English lavender – fragrance, colour,
wildlife value, and versatility
There are very few gardeners who fail to fall for the many charms of lavender – what is that you love about this beautiful, heavenly-scented and versatile plant?
Lavender (Lavandula angustifolia) has long been recognised for its numerous uses, medicinal ones in particular.
The Egyptians used it in the embalming process; soaking the shrouds in lavender infusions helped to preserve the mummies. The Ancient Greeks used it as a remedy for a huge number of ailments, and they were the first people to discover its sedative attributes as a cure for insomnia.
The Romans praised it for its antiseptic qualities, and used it in bathing and washing clothes. And it has been used in battles as a dressing for wounds – in the First World War it was included in soldiers’ first aid kits.
But aside from these important medicinal uses it is the scent of lavender that has earned it such high regard in perfumes and cosmetics.
Fit for a queen
Rows of lavender are commonplace in Provence
Queen Victoria was a lover of lavender as a scent, and it became very fashionable with the ladies of the day.
English lavender became a profitable industry with the main growing areas being just south of London.
Sadly the rise in land prices after the First World War pushed the growers out of business.
These days commercial lavender growing is more commonly associated with the Provence region of France.
The vast expanses of purple and blue in summer have become an iconic image and are a huge tourist attraction.
Lavender lifts any garden
Today lavender is one of our most popular and well loved garden plants and it is easy to see why.

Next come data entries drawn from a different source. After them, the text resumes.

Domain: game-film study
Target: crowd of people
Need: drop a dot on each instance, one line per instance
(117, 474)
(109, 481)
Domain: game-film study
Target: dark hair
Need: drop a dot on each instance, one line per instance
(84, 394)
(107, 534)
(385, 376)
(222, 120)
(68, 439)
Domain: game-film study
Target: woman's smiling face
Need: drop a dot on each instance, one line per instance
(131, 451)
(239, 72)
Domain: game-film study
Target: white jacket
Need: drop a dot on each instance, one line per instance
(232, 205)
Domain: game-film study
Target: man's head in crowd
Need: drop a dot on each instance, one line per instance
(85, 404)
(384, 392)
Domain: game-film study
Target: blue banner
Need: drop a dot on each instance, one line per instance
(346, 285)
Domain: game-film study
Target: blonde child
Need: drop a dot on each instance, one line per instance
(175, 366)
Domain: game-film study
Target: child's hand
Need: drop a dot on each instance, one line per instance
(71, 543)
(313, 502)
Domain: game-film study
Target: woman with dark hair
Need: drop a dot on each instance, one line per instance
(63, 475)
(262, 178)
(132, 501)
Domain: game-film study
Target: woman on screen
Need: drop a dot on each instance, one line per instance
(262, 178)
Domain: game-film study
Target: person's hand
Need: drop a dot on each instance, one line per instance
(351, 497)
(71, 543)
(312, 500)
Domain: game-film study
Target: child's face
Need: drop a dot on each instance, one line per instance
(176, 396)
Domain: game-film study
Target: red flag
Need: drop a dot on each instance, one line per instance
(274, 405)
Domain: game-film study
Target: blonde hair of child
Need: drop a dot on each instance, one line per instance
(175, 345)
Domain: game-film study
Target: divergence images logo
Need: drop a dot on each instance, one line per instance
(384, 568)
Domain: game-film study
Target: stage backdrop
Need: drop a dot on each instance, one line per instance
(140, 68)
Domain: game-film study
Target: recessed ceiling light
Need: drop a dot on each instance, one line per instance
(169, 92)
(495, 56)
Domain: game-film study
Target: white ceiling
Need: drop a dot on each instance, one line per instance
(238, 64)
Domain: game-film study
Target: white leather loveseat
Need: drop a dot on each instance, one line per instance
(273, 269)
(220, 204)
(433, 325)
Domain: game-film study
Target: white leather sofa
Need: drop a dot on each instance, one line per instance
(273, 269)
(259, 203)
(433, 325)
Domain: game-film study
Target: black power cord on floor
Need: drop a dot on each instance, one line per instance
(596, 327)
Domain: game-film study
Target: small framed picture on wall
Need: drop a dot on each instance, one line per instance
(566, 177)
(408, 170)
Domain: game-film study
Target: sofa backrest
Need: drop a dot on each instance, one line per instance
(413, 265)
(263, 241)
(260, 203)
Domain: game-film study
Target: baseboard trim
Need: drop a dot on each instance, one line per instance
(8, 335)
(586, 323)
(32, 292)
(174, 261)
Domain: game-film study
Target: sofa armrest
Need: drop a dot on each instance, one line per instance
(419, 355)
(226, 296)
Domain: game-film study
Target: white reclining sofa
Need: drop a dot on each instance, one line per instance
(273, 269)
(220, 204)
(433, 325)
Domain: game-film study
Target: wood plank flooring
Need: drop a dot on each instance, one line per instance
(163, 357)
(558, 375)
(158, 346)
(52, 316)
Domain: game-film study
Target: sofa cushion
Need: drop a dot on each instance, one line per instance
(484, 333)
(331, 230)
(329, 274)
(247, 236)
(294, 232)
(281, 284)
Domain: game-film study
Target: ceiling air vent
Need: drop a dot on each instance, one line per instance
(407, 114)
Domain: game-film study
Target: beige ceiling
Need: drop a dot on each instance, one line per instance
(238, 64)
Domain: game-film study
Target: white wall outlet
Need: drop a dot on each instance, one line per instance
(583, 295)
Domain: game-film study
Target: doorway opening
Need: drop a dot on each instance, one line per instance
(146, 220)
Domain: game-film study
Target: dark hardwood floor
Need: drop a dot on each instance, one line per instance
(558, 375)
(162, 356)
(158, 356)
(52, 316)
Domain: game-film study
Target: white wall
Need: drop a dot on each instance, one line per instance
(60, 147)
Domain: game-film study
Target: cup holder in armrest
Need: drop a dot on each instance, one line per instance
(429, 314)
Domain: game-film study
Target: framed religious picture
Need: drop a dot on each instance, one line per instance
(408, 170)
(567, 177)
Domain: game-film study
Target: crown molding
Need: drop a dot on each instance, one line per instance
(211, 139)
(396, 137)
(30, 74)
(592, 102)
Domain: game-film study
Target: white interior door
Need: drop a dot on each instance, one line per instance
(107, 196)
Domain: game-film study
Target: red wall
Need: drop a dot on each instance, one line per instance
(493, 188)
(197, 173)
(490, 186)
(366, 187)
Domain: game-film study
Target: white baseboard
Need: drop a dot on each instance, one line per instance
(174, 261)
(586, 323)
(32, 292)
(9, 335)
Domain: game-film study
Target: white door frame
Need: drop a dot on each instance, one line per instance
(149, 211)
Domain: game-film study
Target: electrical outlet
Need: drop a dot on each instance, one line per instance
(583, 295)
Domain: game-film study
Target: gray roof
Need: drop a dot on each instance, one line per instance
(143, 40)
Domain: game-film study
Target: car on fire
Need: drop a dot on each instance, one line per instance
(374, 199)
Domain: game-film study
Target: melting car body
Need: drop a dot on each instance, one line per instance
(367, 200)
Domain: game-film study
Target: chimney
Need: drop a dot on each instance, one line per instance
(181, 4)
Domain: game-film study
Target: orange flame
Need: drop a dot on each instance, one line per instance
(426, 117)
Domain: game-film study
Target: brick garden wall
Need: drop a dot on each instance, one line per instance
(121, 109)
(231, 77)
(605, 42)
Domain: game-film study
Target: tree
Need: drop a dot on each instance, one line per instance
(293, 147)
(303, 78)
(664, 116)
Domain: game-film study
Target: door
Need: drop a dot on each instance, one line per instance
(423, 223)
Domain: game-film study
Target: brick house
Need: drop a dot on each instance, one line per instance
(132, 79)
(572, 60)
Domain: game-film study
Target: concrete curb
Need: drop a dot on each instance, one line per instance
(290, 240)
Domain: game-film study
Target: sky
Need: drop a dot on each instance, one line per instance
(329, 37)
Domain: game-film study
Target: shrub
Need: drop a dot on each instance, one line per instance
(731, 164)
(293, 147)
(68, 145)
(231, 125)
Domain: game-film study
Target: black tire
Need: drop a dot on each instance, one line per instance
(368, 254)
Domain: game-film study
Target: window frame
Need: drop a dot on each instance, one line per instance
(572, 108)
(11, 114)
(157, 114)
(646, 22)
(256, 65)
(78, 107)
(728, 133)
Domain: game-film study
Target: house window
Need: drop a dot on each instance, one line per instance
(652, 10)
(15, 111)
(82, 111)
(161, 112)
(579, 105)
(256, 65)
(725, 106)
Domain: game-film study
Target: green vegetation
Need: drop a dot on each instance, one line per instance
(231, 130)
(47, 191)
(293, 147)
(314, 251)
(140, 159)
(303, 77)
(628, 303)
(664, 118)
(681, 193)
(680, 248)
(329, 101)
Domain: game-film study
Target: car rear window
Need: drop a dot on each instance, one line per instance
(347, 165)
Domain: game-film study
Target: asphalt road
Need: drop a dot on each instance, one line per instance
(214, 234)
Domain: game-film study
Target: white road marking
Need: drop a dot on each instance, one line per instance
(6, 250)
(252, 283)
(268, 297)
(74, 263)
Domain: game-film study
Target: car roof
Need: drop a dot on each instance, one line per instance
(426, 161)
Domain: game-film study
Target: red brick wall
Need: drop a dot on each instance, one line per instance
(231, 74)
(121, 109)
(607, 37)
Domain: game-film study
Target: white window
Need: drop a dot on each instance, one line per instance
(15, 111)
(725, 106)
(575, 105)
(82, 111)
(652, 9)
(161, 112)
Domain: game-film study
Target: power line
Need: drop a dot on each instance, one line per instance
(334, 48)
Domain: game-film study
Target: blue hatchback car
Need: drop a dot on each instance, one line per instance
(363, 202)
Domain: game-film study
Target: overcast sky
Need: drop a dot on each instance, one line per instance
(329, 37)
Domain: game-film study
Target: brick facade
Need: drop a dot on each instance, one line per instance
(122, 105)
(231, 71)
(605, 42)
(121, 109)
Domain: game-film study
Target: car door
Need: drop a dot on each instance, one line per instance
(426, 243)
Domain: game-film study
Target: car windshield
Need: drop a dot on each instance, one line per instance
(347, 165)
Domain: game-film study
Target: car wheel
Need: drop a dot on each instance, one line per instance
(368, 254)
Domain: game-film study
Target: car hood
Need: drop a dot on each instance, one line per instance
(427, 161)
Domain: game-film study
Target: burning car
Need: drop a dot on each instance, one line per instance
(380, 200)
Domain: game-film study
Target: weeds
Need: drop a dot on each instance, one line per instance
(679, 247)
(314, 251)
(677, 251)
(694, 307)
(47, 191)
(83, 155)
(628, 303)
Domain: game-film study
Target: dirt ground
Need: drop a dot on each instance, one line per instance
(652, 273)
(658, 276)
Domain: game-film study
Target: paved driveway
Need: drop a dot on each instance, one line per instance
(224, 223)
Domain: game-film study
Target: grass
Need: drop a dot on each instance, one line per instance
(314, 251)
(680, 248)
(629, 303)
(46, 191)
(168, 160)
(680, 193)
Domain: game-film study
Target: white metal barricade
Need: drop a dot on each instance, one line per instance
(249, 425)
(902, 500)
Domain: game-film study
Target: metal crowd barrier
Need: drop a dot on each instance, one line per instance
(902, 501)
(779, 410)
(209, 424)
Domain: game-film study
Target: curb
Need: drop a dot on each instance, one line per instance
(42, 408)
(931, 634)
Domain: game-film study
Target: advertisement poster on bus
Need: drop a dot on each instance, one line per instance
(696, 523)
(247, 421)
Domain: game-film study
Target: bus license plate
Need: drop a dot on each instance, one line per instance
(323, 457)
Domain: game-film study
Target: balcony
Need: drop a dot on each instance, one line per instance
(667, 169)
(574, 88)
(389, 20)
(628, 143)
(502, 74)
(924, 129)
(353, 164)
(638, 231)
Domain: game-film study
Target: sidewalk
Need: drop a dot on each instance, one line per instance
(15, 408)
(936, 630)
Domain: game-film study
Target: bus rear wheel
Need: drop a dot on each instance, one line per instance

Its glorious profusion of scented flowers, available in all manner of purples, blues, pinks and whites, hover on their sturdy wand-like stems over very fine silver grey leaves.
Once the flowers have faded – or been cut and dried and put to use in the house – the shrubs are neatly clipped, and the evergreen foliage remains a feature through the winter until growth begins again in spring.
The enduring adoration for lavender in the garden is also due to its superb adaptability. From the sharp lines of a contemporary garden to a traditional soft-edged cottage style garden, lavender has a place in them all.
From front doors to formal gardens
One fantastic way to use lavender is to plant as a hedge along a walkway. A path to your front door planted on both sides with lavender means that as you brush past you release that wonderful aroma.
There are many gardens across the country where this approach has been used to wonderful effect, and Castle Hill Gardens in Devon is a particularly fine example.
Lavender walkway at Avebury Manor, Wiltshire
© Richard Bradshaw
The lavender walkway at Avebury Manor in Wiltshire is punctuated with Box balls, which is a lovely detail and adds some interest.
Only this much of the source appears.